After a time I saw one girl leave the circle, her head back, hair flowing down her back, breathing deeply and scarcely was she through the joined circles of the rencers, but a young man followed her, joining her some yards beyond the circle. They stood facing one another in the darkness for an Ehn or two, and then I saw him, gently, she not protesting, drop his net over her, and then, by this net, she not protesting, he led her away. Together they disappeared in the darkness, going over one of the raft bridges to another island, one far from the firelight, the crowd, the noise, the dance.

Then, after some Ehn I saw another girl leave the circle of the dance, and she, too, was joined beyond the firelight by a young man and she, too, felt a net dropped over her, and she, too, was led away, his willing prize to the secrecy of his hut.

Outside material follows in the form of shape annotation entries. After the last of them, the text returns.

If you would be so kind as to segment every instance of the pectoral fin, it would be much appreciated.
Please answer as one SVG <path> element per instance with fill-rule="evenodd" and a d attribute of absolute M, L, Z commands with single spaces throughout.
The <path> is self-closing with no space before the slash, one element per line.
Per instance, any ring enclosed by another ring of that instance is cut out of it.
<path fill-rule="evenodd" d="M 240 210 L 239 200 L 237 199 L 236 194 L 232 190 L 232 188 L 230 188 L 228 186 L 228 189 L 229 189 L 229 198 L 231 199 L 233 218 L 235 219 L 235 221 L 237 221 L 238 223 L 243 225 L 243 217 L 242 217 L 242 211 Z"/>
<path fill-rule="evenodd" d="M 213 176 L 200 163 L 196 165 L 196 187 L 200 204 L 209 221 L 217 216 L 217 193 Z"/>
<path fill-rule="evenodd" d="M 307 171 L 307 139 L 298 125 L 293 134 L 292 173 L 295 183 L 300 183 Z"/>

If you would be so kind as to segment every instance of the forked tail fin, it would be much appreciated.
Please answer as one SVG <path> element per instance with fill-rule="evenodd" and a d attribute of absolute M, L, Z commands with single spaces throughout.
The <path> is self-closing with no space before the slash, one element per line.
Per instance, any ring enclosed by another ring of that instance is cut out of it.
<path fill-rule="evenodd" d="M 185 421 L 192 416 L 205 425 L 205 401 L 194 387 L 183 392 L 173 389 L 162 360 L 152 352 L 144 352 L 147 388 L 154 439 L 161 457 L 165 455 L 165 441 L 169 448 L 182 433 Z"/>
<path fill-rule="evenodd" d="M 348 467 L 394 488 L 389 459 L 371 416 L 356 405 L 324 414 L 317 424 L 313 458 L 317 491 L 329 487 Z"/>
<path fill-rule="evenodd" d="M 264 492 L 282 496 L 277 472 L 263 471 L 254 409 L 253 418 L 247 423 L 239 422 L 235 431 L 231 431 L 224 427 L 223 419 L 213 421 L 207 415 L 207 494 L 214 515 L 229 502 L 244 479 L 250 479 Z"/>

The dance grew more frenzied.

The girls whirled and writhed, and the crowd clapped and shouted, and the music grew ever more wild, barbaric, and fantastic.

And suddenly Telima danced before me.

I cried out, so startled was I by her beauty.

It seemed to me that she was the most beautiful woman I had ever seen, and before me, only slave, she danced her insolence and scorn. Her hands were over her head and, as she danced, she smiled, regarding me. She cut me with her beauty more painfully, more cruelly, than might have the knives of a torturer. It was her scorn, her contempt for me she danced. In me she aroused agonies of desire but in her eyes I read that I was but the object of her amusement and contempt.

And then she unbound me.

"Go to the hut," she said.

I stood there at the pole.

Torrents of barbaric music swept about us, and there was the clapping and shouting, and the turning, and the twisting and swirling of rence girls, the passion of the dance burning in their bodies.

"Yes," she said. "I own you."

She spat up into my face.

"Go to the hut," she said.

I stumbled from the pole, making my way through the buffeting circles of dancers, through the laughing circles of rencers, shouting and clapping their hands, and made my way to Telima's hut.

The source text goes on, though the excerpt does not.